64 Parishes

Pays d’Illinois and Pays d’en Haut

French colonization leaves cultural traces in the Midwest

Published: March 1, 2020
Last Updated: June 1, 2020

Pays d’Illinois and Pays d’en Haut

Library of Congress

Detail of Course of the River Mississippi from the Balise to Fort Chartres, 1765.

The state of Louisiana has become the standard-bearer of French culture in the United States, so it’s easy to forget that we’re not the only part of the country with joie de vivre in our DNA and a plethora of silent letters in our place names. As European powers divvied up the land that would become the United States, with England building cities on the Eastern Seaboard and Spain projecting authority north from Mexico, the French used their holdings in Quebec and on the Gulf Coast to explore the interior using rivers and lakes, often establishing alliances and trade relationships with the Native American groups they encountered. Settlements in today’s Missouri, Illinois, and Indiana anchored the French claim to the vast Upper Louisiana or Illinois Country (Pays d’Illinois), an ill-defined swath of today’s Midwestern United States, and towns and forts speckled on the shores of the Great Lakes formed the center of the Pays d’en Haut, the Upper Country.

French losses in the Seven Years’ War, British defeat in the American Revolution, and the fire-sale Louisiana Purchase brought the Illinois Country and much of the Upper Country into the United States, and settlers streamed into the new frontiers, displacing Native groups and diluting the relatively small French-descended populations. We may now pronounce the final S in “St. Louis” and forget that St.
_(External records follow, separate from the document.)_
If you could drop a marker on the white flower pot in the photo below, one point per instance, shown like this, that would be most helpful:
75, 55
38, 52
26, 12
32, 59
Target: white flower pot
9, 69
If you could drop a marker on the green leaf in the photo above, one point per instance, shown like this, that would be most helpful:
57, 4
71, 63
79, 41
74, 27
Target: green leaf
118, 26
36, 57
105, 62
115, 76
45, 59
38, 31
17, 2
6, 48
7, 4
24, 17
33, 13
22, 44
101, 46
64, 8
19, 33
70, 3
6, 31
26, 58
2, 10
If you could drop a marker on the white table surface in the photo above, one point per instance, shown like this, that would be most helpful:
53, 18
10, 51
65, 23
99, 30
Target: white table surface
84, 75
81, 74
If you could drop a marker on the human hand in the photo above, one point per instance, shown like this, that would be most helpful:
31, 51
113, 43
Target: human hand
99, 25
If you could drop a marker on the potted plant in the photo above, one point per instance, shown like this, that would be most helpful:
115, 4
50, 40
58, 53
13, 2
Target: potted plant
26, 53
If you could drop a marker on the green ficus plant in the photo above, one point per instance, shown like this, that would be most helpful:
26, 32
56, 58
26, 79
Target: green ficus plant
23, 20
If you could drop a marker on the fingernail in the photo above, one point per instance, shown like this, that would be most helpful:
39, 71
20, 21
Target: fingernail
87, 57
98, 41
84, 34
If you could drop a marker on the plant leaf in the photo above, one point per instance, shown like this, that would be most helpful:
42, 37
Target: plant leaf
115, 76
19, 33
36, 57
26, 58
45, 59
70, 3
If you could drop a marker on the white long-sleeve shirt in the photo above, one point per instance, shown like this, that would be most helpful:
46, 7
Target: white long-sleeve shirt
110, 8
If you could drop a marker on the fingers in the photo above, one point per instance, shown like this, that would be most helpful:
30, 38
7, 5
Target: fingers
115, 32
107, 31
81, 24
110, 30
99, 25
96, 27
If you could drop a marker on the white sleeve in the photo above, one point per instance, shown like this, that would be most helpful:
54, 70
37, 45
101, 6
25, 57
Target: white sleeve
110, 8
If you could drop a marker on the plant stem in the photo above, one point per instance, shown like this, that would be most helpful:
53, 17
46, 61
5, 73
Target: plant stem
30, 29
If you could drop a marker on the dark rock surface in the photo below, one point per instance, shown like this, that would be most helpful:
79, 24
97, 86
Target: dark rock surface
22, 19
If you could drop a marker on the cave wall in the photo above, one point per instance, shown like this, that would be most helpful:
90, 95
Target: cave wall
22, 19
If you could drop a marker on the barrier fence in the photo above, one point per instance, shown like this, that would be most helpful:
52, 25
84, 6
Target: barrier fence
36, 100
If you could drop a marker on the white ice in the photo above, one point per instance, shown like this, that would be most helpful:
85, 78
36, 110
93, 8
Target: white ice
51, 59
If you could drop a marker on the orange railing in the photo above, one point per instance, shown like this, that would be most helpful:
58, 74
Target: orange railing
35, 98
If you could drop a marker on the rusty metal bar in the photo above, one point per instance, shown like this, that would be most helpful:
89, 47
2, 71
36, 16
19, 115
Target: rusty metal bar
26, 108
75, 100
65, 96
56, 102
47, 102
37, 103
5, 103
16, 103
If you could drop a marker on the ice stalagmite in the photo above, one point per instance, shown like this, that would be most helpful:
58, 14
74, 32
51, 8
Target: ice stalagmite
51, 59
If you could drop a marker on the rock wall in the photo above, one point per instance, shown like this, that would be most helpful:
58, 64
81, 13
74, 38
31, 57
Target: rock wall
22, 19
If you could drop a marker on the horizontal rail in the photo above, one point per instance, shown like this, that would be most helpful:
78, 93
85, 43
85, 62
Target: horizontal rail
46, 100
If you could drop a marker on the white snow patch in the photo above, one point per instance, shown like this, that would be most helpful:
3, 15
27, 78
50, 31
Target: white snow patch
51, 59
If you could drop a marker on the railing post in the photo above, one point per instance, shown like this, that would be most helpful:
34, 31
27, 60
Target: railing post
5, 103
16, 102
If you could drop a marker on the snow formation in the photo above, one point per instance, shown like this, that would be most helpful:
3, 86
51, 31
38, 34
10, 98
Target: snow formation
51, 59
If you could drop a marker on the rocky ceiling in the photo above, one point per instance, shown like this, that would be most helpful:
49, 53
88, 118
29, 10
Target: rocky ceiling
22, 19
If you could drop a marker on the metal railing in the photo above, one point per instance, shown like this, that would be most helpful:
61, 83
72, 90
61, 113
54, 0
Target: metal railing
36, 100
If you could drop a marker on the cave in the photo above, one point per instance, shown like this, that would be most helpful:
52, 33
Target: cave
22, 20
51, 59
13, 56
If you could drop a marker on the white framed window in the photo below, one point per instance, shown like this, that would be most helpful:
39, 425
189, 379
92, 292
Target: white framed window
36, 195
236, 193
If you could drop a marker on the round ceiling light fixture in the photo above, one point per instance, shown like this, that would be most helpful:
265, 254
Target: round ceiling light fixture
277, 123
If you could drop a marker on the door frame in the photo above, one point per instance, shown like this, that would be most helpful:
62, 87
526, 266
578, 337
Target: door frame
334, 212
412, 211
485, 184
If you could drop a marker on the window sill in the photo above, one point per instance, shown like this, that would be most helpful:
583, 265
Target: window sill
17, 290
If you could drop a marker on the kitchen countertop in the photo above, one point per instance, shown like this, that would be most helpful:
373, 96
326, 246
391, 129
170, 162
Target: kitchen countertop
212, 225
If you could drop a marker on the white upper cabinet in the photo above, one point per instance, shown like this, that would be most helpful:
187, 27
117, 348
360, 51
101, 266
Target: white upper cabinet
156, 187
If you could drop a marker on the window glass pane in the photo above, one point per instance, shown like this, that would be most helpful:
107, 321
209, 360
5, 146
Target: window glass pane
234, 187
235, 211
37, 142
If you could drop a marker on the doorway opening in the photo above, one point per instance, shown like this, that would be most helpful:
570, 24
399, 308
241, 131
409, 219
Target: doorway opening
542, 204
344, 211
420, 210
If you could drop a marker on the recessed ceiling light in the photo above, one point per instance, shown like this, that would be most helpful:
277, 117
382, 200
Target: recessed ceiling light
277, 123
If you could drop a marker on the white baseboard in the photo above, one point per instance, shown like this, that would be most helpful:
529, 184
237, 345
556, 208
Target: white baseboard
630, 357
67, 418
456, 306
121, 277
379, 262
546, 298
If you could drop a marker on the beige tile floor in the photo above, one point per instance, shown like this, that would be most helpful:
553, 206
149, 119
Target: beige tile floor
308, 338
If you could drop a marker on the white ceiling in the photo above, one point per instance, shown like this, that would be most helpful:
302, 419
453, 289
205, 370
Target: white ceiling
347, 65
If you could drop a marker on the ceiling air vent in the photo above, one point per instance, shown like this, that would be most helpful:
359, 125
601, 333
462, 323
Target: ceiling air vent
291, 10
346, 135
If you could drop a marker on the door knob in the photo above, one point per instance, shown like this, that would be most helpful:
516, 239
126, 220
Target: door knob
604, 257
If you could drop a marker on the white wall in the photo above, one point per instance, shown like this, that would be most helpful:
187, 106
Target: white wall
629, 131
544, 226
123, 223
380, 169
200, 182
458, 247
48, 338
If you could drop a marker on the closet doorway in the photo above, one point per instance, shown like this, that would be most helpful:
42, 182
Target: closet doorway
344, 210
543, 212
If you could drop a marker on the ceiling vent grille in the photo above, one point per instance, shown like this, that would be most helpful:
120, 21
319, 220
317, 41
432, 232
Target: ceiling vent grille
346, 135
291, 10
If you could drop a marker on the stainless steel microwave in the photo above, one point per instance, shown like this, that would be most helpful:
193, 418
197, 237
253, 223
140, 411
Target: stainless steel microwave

Cloud, Minnesota, is named for a wealthy Parisian suburb, but traces of French culture persist in pockets of these old French domains.

Place names like Minnesota’s elegant Lac qui Parle County or the more prosaic Frenchtown in Michigan reflect the early European settlement patterns. Small numbers of people speak distinct dialects of French in some of these areas—“Paw-Paw” or Illinois French in Missouri and Muskrat French around Lake Erie. (This group allegedly got its unusual name from a special dispensation allowing them to eat muskrat during Lent; lest ye judge, think of outsiders’ reactions to sucking crawfish heads.) French heritage festivals dot the civic calendars of these regions, and the Illinois Country’s creole fiddle tradition has received support from the Louisiana Endowment for the Humanities’ sister councils in Missouri and Illinois. French influences are woven throughout the culture of the United States—and more than just Louisianans are fiers d’être français.